A patient is transferred from another hospital with severe diarrhea, abdominal pain, weight loss, electrolyte disorder. On physical examination, he appears well developed and well nourished, and his vital signs are stable, but mucous membranes are dry. He states that he was fine prior to the onset of symptoms 6 weeks ago and has never noticed gross blood in the stool. The most notable findings on physical examination include alopecia, onycholysis, and shedding of some of the nails. He has noticed increased pigmentation on the patient’s upper arms and thighs. The patient’s brother had colon cancer.
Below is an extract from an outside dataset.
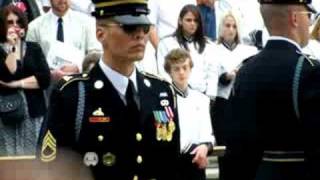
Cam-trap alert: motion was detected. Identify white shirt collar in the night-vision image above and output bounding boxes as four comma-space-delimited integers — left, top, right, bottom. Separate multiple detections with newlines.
49, 9, 71, 24
268, 36, 302, 52
99, 58, 138, 96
The patient’s medical records from the previous hospital indicate that he had upper and lower endoscopies that showed multiple gastric and colonic polyps; analysis of the multiple biopsy specimens that were taken indicated that these were hyperplastic in nature. The most likely diagnosis is:

A.	Cowden's syndrome
B.	Gardner's syndrome
C.	Muir-Torre syndrome
D.	Peutz-Jeghers syndrome
E.	Cronkhite-Canada syndrome
A

E

Cronkhite-Canada syndrome is a rare, sporadic syndrome of GI polyposis, mucocutaneous hyperpigmentation, alopecia, malabsorption, and nail dystrophy. Diarrhea, nail changes, abdominal pain, and weight loss are the most common symptoms. Alopecia occurs in more than 95% of patients and involves loss of both scalp and body hair. Hyperpigmentation occurs in 85% of patients and more commonly involves the upper extremities. Death can occur in about 50% of the patients as a result of malnutrition from the diarrhea. Aggressive nutritional support by total parenteral nutrition can lead to complete resolution of symptoms.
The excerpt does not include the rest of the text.